4. The Definitive Guide to Technical Debt

This is a really detail article about Technical Debt. Since it’s a long article, I will summarize the key points here:

Definition:
Technical debt is something that doesn’t match with the business reality and needs.

Types of tech debt:
Sometimes the requirement changes (especially when your product move fast) → the current software stops working → tech debt. We have 2 kinds of tech debt:

  • Tech debt from the start: Wrong from the start cuz we can’t adapt the business requirement ⇒ Bad debt
  • Tech debt over time: due to requirement change.

How to prevent:

  • Understand the requirements before start coding:
    • Why need this requirement, is it finalized, do we need to support scalable, …
  • Good design: Clean and scalable design (but don’t over-engineer)
  • Minimize the chance of tech debt:
    • Remove unused code
    • Add tests
    • Refactoring code that’s not scalable/maintainalbe in long term.

How to solve

  • Small: Do it right away since it small and quick to fix
  • Medium: The whole team spend a dedicated day per week on the tech debt, rotation assigning to fix, …
  • Large: Analyze, investigate and plan

Measure tech debt:

  • Impact: business metrics impacted by the debt, or the value you unlock
  • Fix cost
  • Contagion: The cost to fix will higher overtime → should prioritize, …
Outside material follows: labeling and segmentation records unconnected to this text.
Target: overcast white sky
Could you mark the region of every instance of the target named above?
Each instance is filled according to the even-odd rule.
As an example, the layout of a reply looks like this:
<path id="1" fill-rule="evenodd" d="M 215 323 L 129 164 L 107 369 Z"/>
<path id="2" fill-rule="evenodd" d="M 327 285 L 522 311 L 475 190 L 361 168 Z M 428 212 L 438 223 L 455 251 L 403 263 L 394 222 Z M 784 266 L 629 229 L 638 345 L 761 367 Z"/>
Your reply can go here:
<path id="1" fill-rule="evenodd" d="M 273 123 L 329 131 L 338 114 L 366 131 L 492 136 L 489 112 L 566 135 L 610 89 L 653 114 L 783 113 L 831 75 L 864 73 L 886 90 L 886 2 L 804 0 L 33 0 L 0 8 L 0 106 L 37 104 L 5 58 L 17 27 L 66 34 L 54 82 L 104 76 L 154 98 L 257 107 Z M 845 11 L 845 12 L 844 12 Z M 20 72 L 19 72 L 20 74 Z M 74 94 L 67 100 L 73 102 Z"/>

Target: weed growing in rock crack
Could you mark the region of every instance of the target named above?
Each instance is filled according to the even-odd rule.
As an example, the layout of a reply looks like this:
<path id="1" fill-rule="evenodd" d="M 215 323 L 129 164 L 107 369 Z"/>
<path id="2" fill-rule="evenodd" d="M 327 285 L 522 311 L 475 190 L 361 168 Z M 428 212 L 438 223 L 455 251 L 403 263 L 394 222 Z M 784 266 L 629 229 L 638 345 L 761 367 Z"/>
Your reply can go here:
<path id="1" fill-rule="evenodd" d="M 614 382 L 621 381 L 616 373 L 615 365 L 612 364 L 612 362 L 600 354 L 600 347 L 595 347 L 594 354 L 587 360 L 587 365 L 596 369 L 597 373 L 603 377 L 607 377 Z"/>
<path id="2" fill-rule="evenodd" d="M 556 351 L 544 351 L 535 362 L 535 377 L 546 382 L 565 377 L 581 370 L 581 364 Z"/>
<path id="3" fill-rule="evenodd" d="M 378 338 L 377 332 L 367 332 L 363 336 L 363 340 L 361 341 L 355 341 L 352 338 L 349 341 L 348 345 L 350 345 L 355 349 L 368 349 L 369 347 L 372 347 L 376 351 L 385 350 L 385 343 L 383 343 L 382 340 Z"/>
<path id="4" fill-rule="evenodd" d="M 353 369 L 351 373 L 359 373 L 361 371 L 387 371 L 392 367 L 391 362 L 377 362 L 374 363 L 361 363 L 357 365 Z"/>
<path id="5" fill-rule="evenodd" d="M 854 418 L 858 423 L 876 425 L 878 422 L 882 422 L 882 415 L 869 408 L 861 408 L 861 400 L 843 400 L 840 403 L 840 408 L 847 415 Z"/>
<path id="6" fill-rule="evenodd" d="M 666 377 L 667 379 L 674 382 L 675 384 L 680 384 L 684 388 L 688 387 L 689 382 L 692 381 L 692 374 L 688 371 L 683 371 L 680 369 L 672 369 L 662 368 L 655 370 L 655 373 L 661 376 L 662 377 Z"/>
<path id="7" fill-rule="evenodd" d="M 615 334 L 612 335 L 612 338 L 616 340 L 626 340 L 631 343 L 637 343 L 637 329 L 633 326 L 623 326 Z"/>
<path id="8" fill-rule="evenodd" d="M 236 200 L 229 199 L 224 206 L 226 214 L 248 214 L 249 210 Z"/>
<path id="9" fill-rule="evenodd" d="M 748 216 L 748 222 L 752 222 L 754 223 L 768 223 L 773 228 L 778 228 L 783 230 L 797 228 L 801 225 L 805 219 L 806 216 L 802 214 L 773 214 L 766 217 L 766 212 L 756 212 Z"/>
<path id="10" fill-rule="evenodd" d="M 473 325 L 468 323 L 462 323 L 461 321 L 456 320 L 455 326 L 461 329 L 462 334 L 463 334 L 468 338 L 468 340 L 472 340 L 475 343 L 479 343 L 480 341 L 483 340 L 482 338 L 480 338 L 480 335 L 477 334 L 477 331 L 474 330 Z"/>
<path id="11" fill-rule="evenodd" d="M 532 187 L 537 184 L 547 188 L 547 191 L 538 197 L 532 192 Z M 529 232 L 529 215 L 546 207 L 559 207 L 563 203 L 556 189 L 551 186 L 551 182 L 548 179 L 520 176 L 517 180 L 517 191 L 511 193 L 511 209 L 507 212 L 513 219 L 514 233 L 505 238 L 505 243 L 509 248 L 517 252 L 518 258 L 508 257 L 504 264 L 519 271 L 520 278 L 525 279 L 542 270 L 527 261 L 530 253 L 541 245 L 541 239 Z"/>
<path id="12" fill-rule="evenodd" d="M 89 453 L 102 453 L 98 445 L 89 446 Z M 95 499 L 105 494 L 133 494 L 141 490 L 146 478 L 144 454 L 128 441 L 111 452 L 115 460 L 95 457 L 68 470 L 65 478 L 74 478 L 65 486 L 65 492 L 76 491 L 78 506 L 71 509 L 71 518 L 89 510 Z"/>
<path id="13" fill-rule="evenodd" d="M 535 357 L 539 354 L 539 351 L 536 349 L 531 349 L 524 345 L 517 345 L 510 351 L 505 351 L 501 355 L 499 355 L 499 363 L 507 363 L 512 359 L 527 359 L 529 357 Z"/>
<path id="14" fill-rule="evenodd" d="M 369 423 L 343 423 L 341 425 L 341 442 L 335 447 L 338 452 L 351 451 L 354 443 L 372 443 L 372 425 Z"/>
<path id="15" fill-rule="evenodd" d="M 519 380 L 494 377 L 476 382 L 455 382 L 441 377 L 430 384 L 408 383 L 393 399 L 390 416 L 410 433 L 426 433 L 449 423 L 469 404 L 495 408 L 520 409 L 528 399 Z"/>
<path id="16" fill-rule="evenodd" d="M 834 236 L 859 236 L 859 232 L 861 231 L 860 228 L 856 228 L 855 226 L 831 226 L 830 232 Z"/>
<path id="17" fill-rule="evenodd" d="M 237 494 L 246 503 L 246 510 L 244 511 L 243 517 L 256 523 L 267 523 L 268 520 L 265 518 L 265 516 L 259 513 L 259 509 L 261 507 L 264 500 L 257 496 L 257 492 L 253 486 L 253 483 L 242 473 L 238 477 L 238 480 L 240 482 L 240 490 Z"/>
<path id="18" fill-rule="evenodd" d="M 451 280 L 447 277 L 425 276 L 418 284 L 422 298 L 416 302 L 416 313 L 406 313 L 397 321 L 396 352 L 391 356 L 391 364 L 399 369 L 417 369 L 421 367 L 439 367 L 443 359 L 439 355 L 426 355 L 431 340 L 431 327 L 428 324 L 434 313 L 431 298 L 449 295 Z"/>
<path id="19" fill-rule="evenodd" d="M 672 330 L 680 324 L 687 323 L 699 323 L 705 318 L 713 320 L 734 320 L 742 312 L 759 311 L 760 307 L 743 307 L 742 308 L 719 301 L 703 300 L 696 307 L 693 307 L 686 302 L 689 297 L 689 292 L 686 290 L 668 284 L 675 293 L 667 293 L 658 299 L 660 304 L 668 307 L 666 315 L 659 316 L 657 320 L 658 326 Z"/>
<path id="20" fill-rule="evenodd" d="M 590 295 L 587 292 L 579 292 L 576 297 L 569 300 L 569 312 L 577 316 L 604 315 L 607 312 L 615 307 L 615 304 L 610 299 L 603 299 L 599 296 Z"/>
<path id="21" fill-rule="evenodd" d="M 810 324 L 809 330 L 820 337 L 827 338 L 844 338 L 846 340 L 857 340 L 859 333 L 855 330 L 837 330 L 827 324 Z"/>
If you want to learn more about how to deal with legacy code, you can read my book review here

5. How to Create Diagrams in Draw.io Using ChatGPT

The author shows how to use ChatGPT & Mermaid.js code to generate diagrams in Draw.io. It’s a good way to generate diagrams quickly and easily. Great article!
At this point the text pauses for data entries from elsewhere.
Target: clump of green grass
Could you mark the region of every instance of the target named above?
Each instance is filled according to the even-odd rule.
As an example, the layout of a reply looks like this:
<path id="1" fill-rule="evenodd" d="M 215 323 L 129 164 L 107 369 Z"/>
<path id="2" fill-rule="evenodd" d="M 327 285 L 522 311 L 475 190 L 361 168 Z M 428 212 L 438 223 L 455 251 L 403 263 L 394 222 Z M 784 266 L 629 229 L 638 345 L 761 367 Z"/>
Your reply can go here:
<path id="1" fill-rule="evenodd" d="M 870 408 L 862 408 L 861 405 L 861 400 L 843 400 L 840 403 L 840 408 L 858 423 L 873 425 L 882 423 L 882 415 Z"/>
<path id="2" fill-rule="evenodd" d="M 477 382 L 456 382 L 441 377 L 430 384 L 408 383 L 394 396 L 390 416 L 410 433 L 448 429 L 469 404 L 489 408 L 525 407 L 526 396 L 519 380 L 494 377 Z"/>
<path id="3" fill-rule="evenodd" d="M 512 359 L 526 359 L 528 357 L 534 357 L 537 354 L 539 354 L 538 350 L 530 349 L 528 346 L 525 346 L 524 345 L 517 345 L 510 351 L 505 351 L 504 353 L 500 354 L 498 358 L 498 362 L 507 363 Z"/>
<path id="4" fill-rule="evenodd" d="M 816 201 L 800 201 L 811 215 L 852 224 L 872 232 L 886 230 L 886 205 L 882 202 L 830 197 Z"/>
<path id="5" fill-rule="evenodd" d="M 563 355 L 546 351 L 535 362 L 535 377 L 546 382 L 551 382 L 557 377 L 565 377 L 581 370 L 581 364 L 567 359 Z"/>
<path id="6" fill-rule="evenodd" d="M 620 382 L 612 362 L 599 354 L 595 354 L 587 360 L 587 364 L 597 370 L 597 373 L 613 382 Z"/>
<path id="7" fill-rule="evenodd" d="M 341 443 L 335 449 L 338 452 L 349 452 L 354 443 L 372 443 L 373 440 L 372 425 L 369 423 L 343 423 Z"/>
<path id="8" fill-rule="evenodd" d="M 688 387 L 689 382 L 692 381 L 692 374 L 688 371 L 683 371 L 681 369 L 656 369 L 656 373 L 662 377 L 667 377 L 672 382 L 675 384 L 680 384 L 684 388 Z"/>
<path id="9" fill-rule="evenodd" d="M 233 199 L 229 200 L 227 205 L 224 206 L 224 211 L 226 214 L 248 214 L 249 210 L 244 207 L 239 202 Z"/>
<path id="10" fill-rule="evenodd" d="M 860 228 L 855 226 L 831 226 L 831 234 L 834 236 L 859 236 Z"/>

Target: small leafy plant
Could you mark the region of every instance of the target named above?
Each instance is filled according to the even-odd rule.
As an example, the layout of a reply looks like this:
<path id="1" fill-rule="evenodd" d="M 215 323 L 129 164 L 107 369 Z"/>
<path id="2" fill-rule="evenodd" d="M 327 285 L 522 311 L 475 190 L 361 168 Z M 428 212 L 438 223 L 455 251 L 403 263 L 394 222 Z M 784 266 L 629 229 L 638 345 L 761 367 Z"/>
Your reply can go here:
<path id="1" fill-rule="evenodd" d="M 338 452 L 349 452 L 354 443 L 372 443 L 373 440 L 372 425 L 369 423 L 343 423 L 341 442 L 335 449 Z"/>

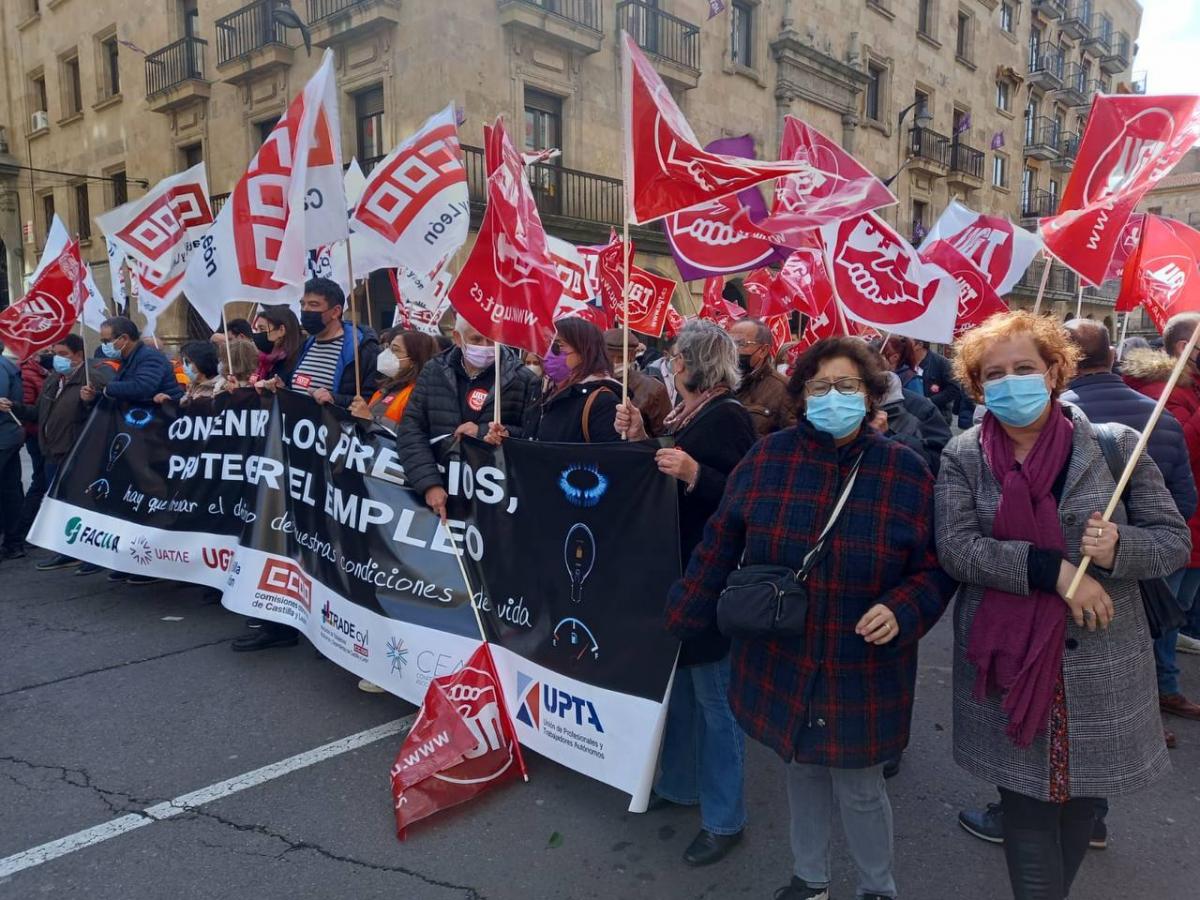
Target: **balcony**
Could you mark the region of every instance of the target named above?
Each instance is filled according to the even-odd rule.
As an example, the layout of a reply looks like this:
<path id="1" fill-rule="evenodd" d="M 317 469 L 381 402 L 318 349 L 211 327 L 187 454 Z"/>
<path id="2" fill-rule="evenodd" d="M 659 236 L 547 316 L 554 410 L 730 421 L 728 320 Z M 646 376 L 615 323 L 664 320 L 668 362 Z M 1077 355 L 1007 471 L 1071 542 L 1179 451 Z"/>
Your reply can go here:
<path id="1" fill-rule="evenodd" d="M 1100 56 L 1100 71 L 1106 74 L 1118 74 L 1129 68 L 1129 61 L 1133 59 L 1132 43 L 1129 35 L 1117 31 L 1109 53 Z"/>
<path id="2" fill-rule="evenodd" d="M 1062 70 L 1062 88 L 1058 101 L 1068 107 L 1081 107 L 1087 98 L 1087 70 L 1078 62 L 1068 62 Z"/>
<path id="3" fill-rule="evenodd" d="M 400 24 L 400 0 L 307 0 L 318 47 L 335 47 Z"/>
<path id="4" fill-rule="evenodd" d="M 1073 0 L 1058 28 L 1072 41 L 1082 41 L 1092 32 L 1091 0 Z"/>
<path id="5" fill-rule="evenodd" d="M 1025 155 L 1031 160 L 1054 160 L 1058 156 L 1058 122 L 1045 115 L 1025 120 Z"/>
<path id="6" fill-rule="evenodd" d="M 653 56 L 665 80 L 685 89 L 700 84 L 698 25 L 641 0 L 624 0 L 617 5 L 617 29 Z"/>
<path id="7" fill-rule="evenodd" d="M 932 128 L 908 130 L 910 169 L 944 175 L 950 168 L 950 139 Z"/>
<path id="8" fill-rule="evenodd" d="M 1104 13 L 1097 13 L 1092 19 L 1092 32 L 1080 44 L 1094 56 L 1104 59 L 1112 53 L 1112 19 Z"/>
<path id="9" fill-rule="evenodd" d="M 497 0 L 500 25 L 526 31 L 581 53 L 604 42 L 600 0 Z"/>
<path id="10" fill-rule="evenodd" d="M 1033 0 L 1033 12 L 1043 19 L 1061 19 L 1067 4 L 1063 0 Z"/>
<path id="11" fill-rule="evenodd" d="M 983 187 L 983 150 L 955 140 L 950 144 L 950 174 L 947 181 L 968 190 Z"/>
<path id="12" fill-rule="evenodd" d="M 1048 41 L 1030 53 L 1030 84 L 1044 91 L 1062 88 L 1062 50 Z"/>
<path id="13" fill-rule="evenodd" d="M 1079 134 L 1064 131 L 1058 136 L 1058 155 L 1050 161 L 1050 168 L 1058 172 L 1070 172 L 1079 154 Z"/>
<path id="14" fill-rule="evenodd" d="M 204 77 L 208 46 L 199 37 L 182 37 L 146 54 L 146 103 L 152 112 L 169 113 L 209 98 L 211 85 Z"/>
<path id="15" fill-rule="evenodd" d="M 256 0 L 217 19 L 217 72 L 229 84 L 292 65 L 287 31 L 272 18 L 275 7 L 275 0 Z"/>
6. How I Ship Projects at Big Tech Companies

The question that I faced recently is: “Should you do what you think is right or what the boss wants you to do?”
Sometime the bosses doesn’t care about the quality of the codebase, and they only care about delivery more features. As an engineer, we know that rushing features will lead to tech debt, and it will slow down the development in the long run.
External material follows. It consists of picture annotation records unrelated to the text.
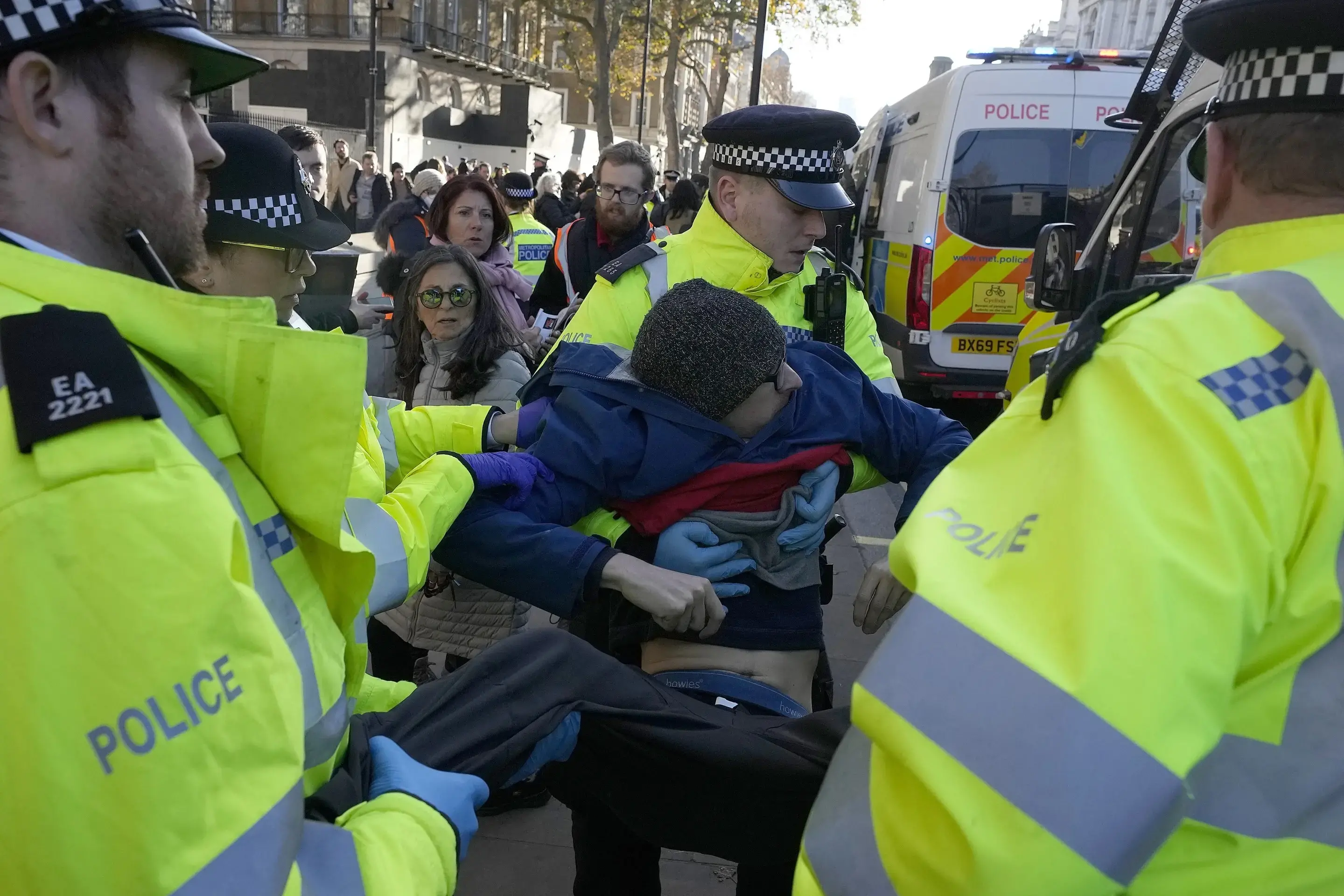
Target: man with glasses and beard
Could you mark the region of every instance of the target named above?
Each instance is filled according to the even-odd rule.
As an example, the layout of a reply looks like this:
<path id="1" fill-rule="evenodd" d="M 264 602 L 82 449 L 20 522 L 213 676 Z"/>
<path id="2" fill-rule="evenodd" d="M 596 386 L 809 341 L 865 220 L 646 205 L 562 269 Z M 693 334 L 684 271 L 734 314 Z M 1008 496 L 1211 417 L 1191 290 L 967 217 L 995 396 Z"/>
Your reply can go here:
<path id="1" fill-rule="evenodd" d="M 593 289 L 598 269 L 636 246 L 667 235 L 649 224 L 644 211 L 655 177 L 644 146 L 620 142 L 602 150 L 597 160 L 593 215 L 570 222 L 556 232 L 555 247 L 532 289 L 530 313 L 573 314 Z M 556 332 L 562 326 L 563 321 Z"/>
<path id="2" fill-rule="evenodd" d="M 211 240 L 293 285 L 172 289 L 224 273 L 194 97 L 266 63 L 171 0 L 34 5 L 0 16 L 4 889 L 452 892 L 480 778 L 371 737 L 348 811 L 304 798 L 352 713 L 411 692 L 364 676 L 367 614 L 524 455 L 480 453 L 493 408 L 375 404 L 362 344 L 276 325 L 345 228 L 269 132 L 273 171 L 220 181 Z"/>

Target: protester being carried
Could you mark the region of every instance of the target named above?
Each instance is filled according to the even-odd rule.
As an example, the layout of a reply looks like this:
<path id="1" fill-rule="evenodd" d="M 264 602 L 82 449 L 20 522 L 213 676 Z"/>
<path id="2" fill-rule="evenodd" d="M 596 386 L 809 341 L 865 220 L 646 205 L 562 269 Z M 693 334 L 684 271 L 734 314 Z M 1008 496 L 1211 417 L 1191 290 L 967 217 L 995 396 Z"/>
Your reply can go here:
<path id="1" fill-rule="evenodd" d="M 786 348 L 765 308 L 702 279 L 668 290 L 629 355 L 567 344 L 521 399 L 554 402 L 530 451 L 556 473 L 521 513 L 570 525 L 607 506 L 633 527 L 618 548 L 677 568 L 655 539 L 681 527 L 700 544 L 722 543 L 722 562 L 742 567 L 716 586 L 728 613 L 711 638 L 668 633 L 665 621 L 649 625 L 622 607 L 614 629 L 641 643 L 645 670 L 722 669 L 805 708 L 821 646 L 821 579 L 820 541 L 798 544 L 790 533 L 798 492 L 806 501 L 825 478 L 847 485 L 848 451 L 860 451 L 890 481 L 909 484 L 899 524 L 970 442 L 941 412 L 878 390 L 840 349 Z M 554 571 L 499 571 L 509 557 L 489 541 L 507 540 L 488 535 L 489 516 L 488 498 L 474 500 L 435 556 L 551 609 Z M 886 615 L 899 596 L 882 595 Z"/>
<path id="2" fill-rule="evenodd" d="M 513 254 L 505 246 L 512 228 L 495 188 L 476 175 L 454 177 L 438 191 L 425 223 L 431 243 L 461 246 L 480 262 L 481 277 L 509 322 L 526 332 L 523 310 L 532 285 L 513 270 Z"/>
In the article, Ryan mentioned some key points:

  • We should focusing on user-impact oriented: easy to market your work, level up your level, and a good engineer should know how to push back the management to avoid work that isn’t impactful
  • “Although companies get more political as they grow, even the biggest companies (e.g. FAANG) have designed their organizations to minimize this. These companies are data-driven where possible and reward people who improve metrics that help the business.” - This is a nice idea to minimize the political in big tech companies and maintain good work culture.

If your organization values pleasing leadership over impact, I’d recommend switching teams. Your career will grow faster in the long term if you go where people are prioritizing impact. Not to mention that doing work that matters is much more fulfilling than pleasing people who may be wrong.